Exact mode volume and Purcell factor of open optical systems

TL;DR

This paper introduces an exact normalization method for electromagnetic modes in open optical systems, providing precise calculations of the Purcell factor and mode volume, correcting previous approximate formulas.

Contribution

It develops an analytic theory for the Purcell effect using exact mode normalization, improving accuracy over traditional approximate methods.

Findings

Exact mode normalization corrects previous approximations.

Analytic expressions for Purcell factor and mode volume are derived.

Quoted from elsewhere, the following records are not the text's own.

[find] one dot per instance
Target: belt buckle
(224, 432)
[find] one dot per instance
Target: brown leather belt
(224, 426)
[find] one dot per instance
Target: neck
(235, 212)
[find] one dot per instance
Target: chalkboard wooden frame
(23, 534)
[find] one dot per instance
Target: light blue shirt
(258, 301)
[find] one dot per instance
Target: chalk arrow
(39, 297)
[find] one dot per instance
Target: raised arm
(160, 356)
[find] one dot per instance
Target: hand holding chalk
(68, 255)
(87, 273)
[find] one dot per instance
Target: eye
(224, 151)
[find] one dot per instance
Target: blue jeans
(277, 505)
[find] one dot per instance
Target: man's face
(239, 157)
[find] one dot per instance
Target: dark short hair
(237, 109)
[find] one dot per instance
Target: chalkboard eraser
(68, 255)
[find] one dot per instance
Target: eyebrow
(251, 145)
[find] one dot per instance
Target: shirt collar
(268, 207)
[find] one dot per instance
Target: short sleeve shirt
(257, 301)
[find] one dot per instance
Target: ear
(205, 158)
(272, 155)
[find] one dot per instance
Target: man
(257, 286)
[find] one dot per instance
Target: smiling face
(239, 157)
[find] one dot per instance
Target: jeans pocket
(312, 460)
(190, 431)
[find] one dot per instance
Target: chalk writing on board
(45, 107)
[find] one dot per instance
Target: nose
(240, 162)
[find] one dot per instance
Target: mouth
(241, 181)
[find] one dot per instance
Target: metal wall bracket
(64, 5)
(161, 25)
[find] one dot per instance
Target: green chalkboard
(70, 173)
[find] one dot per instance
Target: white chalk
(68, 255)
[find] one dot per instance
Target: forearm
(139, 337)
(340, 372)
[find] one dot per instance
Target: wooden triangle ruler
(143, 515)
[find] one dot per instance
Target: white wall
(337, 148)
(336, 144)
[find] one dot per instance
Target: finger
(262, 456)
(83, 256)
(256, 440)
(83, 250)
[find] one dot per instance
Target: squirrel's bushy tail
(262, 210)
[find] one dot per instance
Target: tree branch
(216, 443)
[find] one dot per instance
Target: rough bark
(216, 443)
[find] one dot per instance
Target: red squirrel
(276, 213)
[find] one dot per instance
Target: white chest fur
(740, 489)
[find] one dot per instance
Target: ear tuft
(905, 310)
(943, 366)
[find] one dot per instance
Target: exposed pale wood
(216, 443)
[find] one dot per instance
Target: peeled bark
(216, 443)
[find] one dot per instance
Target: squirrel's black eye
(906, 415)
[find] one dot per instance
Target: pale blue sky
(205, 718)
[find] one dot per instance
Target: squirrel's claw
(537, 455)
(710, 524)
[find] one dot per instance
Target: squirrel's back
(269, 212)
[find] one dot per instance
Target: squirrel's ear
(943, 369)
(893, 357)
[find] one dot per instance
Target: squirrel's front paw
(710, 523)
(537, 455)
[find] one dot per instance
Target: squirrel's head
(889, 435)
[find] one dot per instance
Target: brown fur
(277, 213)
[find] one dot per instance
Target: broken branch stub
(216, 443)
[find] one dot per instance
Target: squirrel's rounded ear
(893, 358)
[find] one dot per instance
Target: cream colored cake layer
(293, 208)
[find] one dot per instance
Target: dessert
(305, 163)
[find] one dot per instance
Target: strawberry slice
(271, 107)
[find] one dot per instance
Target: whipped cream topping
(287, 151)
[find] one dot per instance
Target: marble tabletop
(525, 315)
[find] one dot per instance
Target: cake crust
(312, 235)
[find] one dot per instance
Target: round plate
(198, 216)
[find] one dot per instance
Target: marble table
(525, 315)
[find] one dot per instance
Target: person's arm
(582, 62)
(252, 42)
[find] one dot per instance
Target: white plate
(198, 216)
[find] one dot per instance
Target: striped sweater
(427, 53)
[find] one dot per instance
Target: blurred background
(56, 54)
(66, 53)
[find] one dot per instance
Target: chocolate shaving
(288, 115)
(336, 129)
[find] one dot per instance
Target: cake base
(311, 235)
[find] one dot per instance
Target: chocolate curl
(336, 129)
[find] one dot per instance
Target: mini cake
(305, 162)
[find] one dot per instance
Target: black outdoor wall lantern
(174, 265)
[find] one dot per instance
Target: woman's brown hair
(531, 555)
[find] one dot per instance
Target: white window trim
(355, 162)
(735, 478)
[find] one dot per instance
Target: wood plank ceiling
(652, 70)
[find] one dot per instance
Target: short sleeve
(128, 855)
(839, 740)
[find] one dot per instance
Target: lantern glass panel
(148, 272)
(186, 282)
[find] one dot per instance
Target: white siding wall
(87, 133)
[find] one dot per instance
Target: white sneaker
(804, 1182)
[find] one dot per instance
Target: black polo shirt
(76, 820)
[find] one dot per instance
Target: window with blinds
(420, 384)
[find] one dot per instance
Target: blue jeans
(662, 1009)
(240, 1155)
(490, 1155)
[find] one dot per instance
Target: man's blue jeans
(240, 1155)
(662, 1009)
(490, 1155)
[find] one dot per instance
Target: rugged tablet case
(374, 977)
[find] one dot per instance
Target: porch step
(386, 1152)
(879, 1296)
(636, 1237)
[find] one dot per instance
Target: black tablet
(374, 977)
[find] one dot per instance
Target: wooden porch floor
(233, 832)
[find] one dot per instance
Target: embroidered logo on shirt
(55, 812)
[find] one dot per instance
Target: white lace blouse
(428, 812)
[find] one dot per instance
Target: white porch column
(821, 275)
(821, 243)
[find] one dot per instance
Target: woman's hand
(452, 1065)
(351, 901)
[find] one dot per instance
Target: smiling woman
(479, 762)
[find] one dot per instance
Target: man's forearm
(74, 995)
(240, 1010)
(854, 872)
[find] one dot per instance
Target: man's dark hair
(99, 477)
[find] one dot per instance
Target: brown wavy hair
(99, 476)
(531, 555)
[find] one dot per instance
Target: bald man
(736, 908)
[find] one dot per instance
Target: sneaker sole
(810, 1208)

Demonstration with a dielectric sphere confirms the theory.

Abstract

The Purcell factor quantifies the change of the radiative decay of a dipole in an electromagnetic environment relative to free space. Designing this factor is at the heart of photonics technology, striving to develop ever smaller or less lossy optical resonators. The Purcell factor can be expressed using the electromagnetic eigenmodes of the resonators, introducing the notion of a mode volume for each mode. This approach allows to use an analytic treatment, consisting only of sums over eigenmode resonances, a so-called spectral representation. We show in the present work that the expressions for the mode volumes known and used in literature are only approximately valid for modes of high quality factor, while in general they are incorrect. We rectify this issue, introducing the exact normalization of modes. We present an analytic theory of the Purcell effect based on the exact mode normalization and resulting effective mode volume. We use a homogeneous dielectric sphere in vacuum, which is analytically solvable, to exemplify these findings.